Despite the challenges, there is one thing that hasn’t changed: the need for social person-to-person contact. And in some ways Gen Z may be better equipped to deal with being physically apart, because they have always been connected to friends, family and culture online. In the wake of the COVID-19, our research found that almost three quarters (71%) of Gen Z said they are socializing with friends and family virtually, and plan to do so going forward.
Whether it’s TikTok, Snapchat or YouTube, they have grown up with their whole world at their fingertips. That’s why influencer marketing is so effective after all. We know the faces in the feed that slow the scroll. Get that right and a company can effectively “personify” the brand, giving it a unique personality that consumers can really fall for. .
A good example is Otherland, a direct-to-consumer candle company that created a series of “fireside chats” offering people advice from its network of female influencers and entrepreneurs from inside their own homes, on topics like creating a home sanctuary and mood-boosting activities.
Prior to the pandemic, Gen Z was already comfortable with being online. With smartphones an arm’s length away, this hyper-connected generation has grown up exploring the latest apps and platforms to pass the time. Companies looking to engage Gen Z should aim to create innovative brand experiences that extend beyond pure entertainment.
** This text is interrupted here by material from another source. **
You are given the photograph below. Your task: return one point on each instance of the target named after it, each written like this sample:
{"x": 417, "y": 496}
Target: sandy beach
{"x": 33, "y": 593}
As well as buying online, Gen Z are using omnichannel services like digital chat and virtual consultations. It calls for companies to get more creative, experimenting with new ways of engaging online and marketing strategies that promote products and activities that will continue to appeal, even after the pandemic passes. We’re already seeing this in the beauty industry, with brands connecting consumers with professionals via text or video chat and testing colors using virtual try-on and diagnostic tools.
We are also seeing an opportunity for brands to be “edu-tainers,” engaging Gen Z as they look for ways to develop new skills or enhance their knowledge and education. Look at how cookware brand Equal Parts is helping people make meals out of what they already have in their kitchens with its “Text-a-Chef” service.
In what is fast becoming the “experience economy” -- where people will likely spend less on things and invest more time on things to do -- companies will need to focus efforts on developing superior experiences. That means moving away from a traditional product and transactional focus.
This pandemic has created an opportunity for companies to attract and engage with consumers in creative and innovative new ways. And just as people are seeking to change for the better in this new era, so can businesses.